The Day's Work
Old Time Tales of Warren County


The Day's Work

How hard they worked, that's the thing that impresses most of all a collector of old time tales. As he travels about, talking with one very old person after another, he meets with it at every turn, the simple recounting of early lives spent at labor, the like of which the world now knoweth not, at least this section of the world. One cannot but be more and more deeply impressed with a consciousness of the tremendous price the pioneers paid for the foundations of the soft, rubber tired, electric lighted, steam heated way of living, that we of the present time, have fallen heir to.

From early dawn till darkness came, they worked, and then lighted their dim candles or rag-wick lamps and worked yet an hour or two at tasks within doors. The story of the pioneer settler is a tale of toil, of a constant, unceasing battle with the bare elements of nature to gain food and clothes and shelter and heat for his family. In the beginning nobody had any money. In a letter he wrote to his superior officer in the Holland Land Company in Philadelphia, Harm Jan Huidekoper says, among numerous other references to the poverty of the people of Western Pennsylvania, "I traveled for seventy-five miles along one of the main roads without finding a man who could change me a five dollar note."

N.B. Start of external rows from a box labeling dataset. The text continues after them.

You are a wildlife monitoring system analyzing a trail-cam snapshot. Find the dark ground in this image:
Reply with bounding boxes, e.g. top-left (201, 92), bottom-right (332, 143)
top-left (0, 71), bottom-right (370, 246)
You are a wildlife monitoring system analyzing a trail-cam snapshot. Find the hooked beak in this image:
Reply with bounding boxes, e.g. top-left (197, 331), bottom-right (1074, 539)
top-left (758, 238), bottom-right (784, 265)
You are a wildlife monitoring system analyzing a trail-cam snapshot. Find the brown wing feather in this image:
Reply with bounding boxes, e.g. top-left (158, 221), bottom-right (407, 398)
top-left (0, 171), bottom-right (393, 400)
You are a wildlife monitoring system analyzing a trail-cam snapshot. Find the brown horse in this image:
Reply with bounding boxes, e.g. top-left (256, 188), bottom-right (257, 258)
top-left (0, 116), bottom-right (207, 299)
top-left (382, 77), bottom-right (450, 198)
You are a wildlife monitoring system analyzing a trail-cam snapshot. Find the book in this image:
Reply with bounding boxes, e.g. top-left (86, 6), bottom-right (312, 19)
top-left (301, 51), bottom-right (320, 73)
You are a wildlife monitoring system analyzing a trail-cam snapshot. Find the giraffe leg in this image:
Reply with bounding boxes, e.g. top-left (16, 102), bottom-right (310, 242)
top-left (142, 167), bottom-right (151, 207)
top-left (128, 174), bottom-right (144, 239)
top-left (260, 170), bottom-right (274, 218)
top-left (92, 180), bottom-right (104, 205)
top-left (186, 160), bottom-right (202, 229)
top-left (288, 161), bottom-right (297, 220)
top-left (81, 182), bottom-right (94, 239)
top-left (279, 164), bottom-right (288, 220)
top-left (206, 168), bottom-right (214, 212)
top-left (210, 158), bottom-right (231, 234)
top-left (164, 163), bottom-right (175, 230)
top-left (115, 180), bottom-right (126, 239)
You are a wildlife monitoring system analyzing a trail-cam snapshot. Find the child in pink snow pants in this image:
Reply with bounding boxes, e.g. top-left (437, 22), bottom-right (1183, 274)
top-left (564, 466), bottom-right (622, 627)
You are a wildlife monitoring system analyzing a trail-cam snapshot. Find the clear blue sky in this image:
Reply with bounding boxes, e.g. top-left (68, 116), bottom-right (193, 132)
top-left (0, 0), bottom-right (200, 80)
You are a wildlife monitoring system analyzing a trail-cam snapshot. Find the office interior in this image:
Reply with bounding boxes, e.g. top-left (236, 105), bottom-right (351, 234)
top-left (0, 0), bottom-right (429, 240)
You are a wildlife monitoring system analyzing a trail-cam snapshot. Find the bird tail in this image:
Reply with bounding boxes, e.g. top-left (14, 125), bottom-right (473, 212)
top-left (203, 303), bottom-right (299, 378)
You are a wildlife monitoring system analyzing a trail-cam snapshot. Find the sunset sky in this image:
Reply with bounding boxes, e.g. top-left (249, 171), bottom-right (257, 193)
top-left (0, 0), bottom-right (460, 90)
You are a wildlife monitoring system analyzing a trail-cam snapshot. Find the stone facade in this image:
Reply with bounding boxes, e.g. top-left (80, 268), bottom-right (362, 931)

There was very little money in the country till land owners began marketing their lumber down the river. The portion of the pioneer was hard work and very small pay. The first shingle makers earned fifty cents a day, and the day consisted of twelve hours. The wage of the first sawmill and logging hands was fifteen to twenty dollars a month. Early school teachers taught for as little as twelve dollars a month. As late as 1860 a hired girl could be engaged for five dollars a month, most of which she saved to buy a paisley shawl, the one most coveted article of feminine attire in that day.

Consider the labors of one woman, Mrs. Samuel Arters of Pittsfield Township, who, in the fall of 1849, felt that she must have a new woolen dress. There was no money to buy material, her husband raised sheep but the wool had long since been sheared and sold. But Mrs. Arters, in bringing home the cows, had noticed clots of wool caught in briars where the sheep had pastured. This gave her an idea. She collected the stray bits of wool, which made a good bagful. She washed and carded and spun that wool, wove it into good homespun, dyed it with walnut juice and made her a dress she wore more than ten years.

Those honest, toiling, strong brown hands of our pioneers that held the axe and plough and distaff; those beloved hands that rocked the cradle of our civilization and now have done with their labors and are forever at rest, we honor and revere their memory. May we be at least a little worthy of the ideals and memories the owners of those toil-worn hands have left us.